In an attempt to respond to the restlessness and uncertainty of the time that broke boundaries between personal and social, several projects have been launched to bring together writers and artists from around the globe to instill in us a sense of solidarity to triumph over isolation. Blogs like Fang Fang from Wuhan with diaristic impulses captured the collective pain and sadness. Anthologies like New York Time’s The Decameron Project were launched so that popular writers could share short stories inspired by the moment. Art spilled into masks and murals depicting the pandemic. New forms of expression sprouted at unexpected sites to usher in hope and resilience as performers ranging from classical musicians to DJs played music for their neighbors from balconies and rooftops.
The editorial team at The Antonym collectively pondered on the changes brought about by Covid.
What has been the creative response to the pandemic?
Has the crisis spurred innovation?
Is it too early to decide whether the pandemic will bring about a paradigm shift in how the world thinks?
This month we bring to you a collection of refreshing poems, stories, and articles focusing on ‘Life, Art and Literature in the Time of Pandemic’ from around the world.

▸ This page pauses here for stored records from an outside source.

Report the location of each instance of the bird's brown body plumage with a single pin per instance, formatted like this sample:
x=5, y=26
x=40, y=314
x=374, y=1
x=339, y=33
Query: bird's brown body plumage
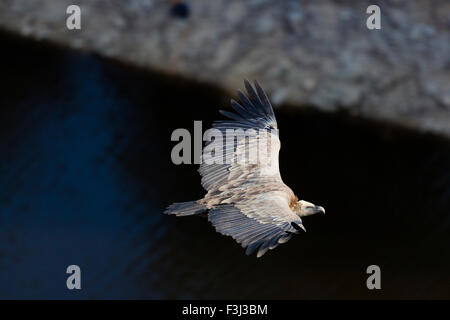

We will have several original writings in English as well as translations from Bengali, Chinese, Italian and Spanish. Every category of our March-April cycle will hold one or more Pandemic inspired posts. The March covers for The Antonym bring paintings from the Chinese Poet and Artist Yan Li’s “Poison Net 2020” series. While the graphic fiction ‘The Scaly People’ touch the plights of Indian migrant workers during India’s lockdown, we will also read the poems of migrant workers from the Chinese lockdown.

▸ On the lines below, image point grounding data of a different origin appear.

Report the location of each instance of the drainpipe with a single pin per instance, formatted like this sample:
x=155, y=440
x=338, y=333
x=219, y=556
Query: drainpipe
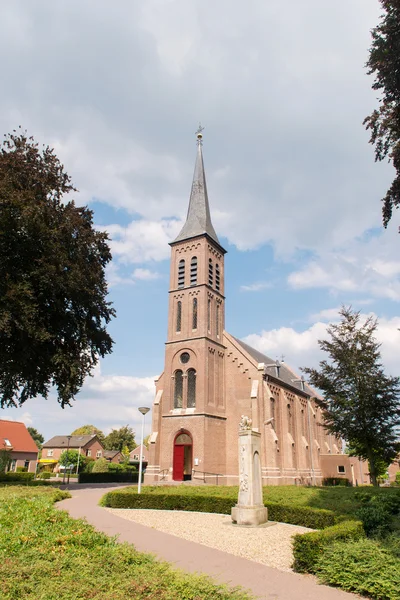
x=311, y=443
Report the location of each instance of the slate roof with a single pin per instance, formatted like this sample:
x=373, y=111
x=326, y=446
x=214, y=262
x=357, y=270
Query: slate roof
x=110, y=453
x=18, y=436
x=198, y=220
x=61, y=441
x=285, y=373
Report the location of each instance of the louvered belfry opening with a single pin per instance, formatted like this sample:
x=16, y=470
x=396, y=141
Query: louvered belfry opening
x=210, y=273
x=193, y=271
x=194, y=317
x=179, y=316
x=178, y=391
x=181, y=274
x=217, y=278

We also bring together a wonderful panel to discuss the impact of Pandemic on creative minds. Our panelists are Artist and Curator Carl Heyward, Poet Yashodhara Ray Chaudhuri , Linguist and Translator Radina Dimitrova and Novelist Ahmed Masoud. We will probe how they coped and found inspiration during this exceptional time of personal isolation and global misery.
A year has passed since the pandemic had set in and many of us still remain confined within the womb of our homes and apartments grappling with the disruption meted out to our routines. And all of a sudden, all those finer things in life meant to soothe us and elevate our sensibility— that were placed delicately in our “good to have” list have shifted into the “must-have” category to simply keep us sane. Whether the content is extraordinary or not, we need art and literature to get over these trying times.